Le parallélisme n’a rien de forcé : Breker avait un an de moins que Nussbaum, ils ont résidé à la même période au sein de la Villa Massimo où le sculpteur « entreprend sa conversion au nazisme » (p. 102) selon Schaevers. C’est à ce titre que les conservateurs du musée d’Osnabrück l’ont interviewé à plusieurs reprises dans les années 1980 sur ses souvenirs (Breker est mort en 1991). Ceux-ci, pas plus que ses mémoires publiés en français en 1970 sous un titre invraisemblable – Paris, Hitler et moi –, n’apportent d’éléments nouveaux sur la personnalité de Nussbaum, mais quelques-uns sur celle de Breker et sur sa manière de raisonner, où l’intérêt bien senti le dispute systématiquement à la lâcheté intéressée.
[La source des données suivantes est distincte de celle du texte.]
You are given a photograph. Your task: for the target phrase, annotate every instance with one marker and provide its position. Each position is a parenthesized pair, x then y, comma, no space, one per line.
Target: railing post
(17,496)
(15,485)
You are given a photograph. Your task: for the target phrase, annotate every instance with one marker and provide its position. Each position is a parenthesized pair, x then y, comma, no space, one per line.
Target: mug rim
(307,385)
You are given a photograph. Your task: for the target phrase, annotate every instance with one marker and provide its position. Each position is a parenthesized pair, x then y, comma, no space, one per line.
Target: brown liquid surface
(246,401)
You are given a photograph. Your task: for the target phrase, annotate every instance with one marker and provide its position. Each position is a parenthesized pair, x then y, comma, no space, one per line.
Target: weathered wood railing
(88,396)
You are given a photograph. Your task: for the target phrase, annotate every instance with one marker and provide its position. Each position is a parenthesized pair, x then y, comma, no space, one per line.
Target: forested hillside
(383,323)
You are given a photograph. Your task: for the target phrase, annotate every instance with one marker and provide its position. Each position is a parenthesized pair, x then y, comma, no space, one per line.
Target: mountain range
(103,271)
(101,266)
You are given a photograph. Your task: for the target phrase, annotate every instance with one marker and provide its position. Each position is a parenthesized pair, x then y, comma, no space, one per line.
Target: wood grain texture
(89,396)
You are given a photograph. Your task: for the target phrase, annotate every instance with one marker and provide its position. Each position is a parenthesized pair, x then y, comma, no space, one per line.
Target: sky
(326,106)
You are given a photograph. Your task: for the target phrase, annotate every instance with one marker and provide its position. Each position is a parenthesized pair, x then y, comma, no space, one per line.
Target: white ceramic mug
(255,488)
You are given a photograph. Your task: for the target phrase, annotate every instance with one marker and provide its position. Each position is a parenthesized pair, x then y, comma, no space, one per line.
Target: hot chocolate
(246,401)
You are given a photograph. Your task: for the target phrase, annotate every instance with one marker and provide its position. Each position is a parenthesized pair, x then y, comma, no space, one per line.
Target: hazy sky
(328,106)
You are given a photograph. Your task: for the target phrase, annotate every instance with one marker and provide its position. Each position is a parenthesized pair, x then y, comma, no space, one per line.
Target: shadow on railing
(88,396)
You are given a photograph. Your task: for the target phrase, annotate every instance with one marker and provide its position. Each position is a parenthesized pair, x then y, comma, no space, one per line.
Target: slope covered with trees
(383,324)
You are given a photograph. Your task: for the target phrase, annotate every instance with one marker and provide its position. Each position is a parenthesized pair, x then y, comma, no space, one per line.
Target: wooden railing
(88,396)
À ses interlocuteurs d’Osnabrück qui évoquent devant lui, en 1983, la mort de Nussbaum, Breker répond : « C’est la première fois que j’entends que Nussbaum est mort dans un camp de concentration », se disant de ce fait « profondément ému par le sort qu’il a connu » (p. 415), comme s’il pouvait ignorer le sort de son ancien colocataire à la Villa Massimo.

« À l’en croire », écrit Schaevers d’une façon qui vise à l’accabler bien plus qu’à l’excuser, « la seule chose qui lui importait, c’était de se mettre au service du beau », suivant une stratégie de défense qu’a comme lui usée jusqu’au comble du ridicule et à l’indécence la plus complète sa consœur cinéaste, Leni Riefenstahl, supportée en chemin par d’éminents esthètes s’avérant en la matière des philistins intégraux (au premier rang desquels Jean Cocteau, indéfectible soutien de l’un comme de l’autre) dont les émules n’en finissent pas de chercher à distinguer le nazi de l’artiste sans qu’on ne sache exactement, au bout du compte, ce qu’ils essaient vraiment de sauver.

Quoi qu’il en soit, du fait même de leur opposition, « les destins respectifs de Nussbaum et de Breker » décrivent assez éloquemment le rapport qu’entretient l’histoire à l’une et l’autre de leurs mémoires, ainsi que le relève Schaevers : « alors que certains s’esquintent à reconstituer le passé de Nussbaum, Breker doit quant à lui s’efforcer d’enterrer coûte que coûte sa propre histoire. » (p. 416-417)

« Nous ne saurons jamais », concède l’auteur en préambule de la biographie qu’il lui consacre, « si Felix Nussbaum a réellement prononcé ces mots, les plus cités de ceux qu’on lui prête : “Si je venais à disparaître, ne laissez pas mourir mes toiles. Montrez-les !” » (p. 9) Schaevers cite un propos plus modeste mais également plus fiable de Nussbaum extrait d’une lettre qu’il adresse cinq ans jour pour jour avant son arrestation à Westheim depuis Bruxelles où il s’est mis à peindre sur des assiettes : « Je continuerai à décorer des assiettes, ainsi que toutes sortes d’autres objets fragiles. » (p. 228) Décorer de la vaisselle plutôt que la barbarie, peindre la douleur sur des « objets fragiles » au lieu de fondre la volonté dans des corps athlétiques, donner à voir des figures souffrantes et non pas triomphantes, tous ces choix de l’artiste dont témoignent ses œuvres sont certes en partie dictés par les circonstances, mais ils attestent aussi de ce désir d’indépendance qui acquiert, chez Nussbaum, la valeur d’une résolution : ne jamais rien abdiquer de son art face à ses adversaires, qu’ils prennent l’horreur pour visage ou qu’ils adoptent quelque ersatz de beauté en guise de masque morbide.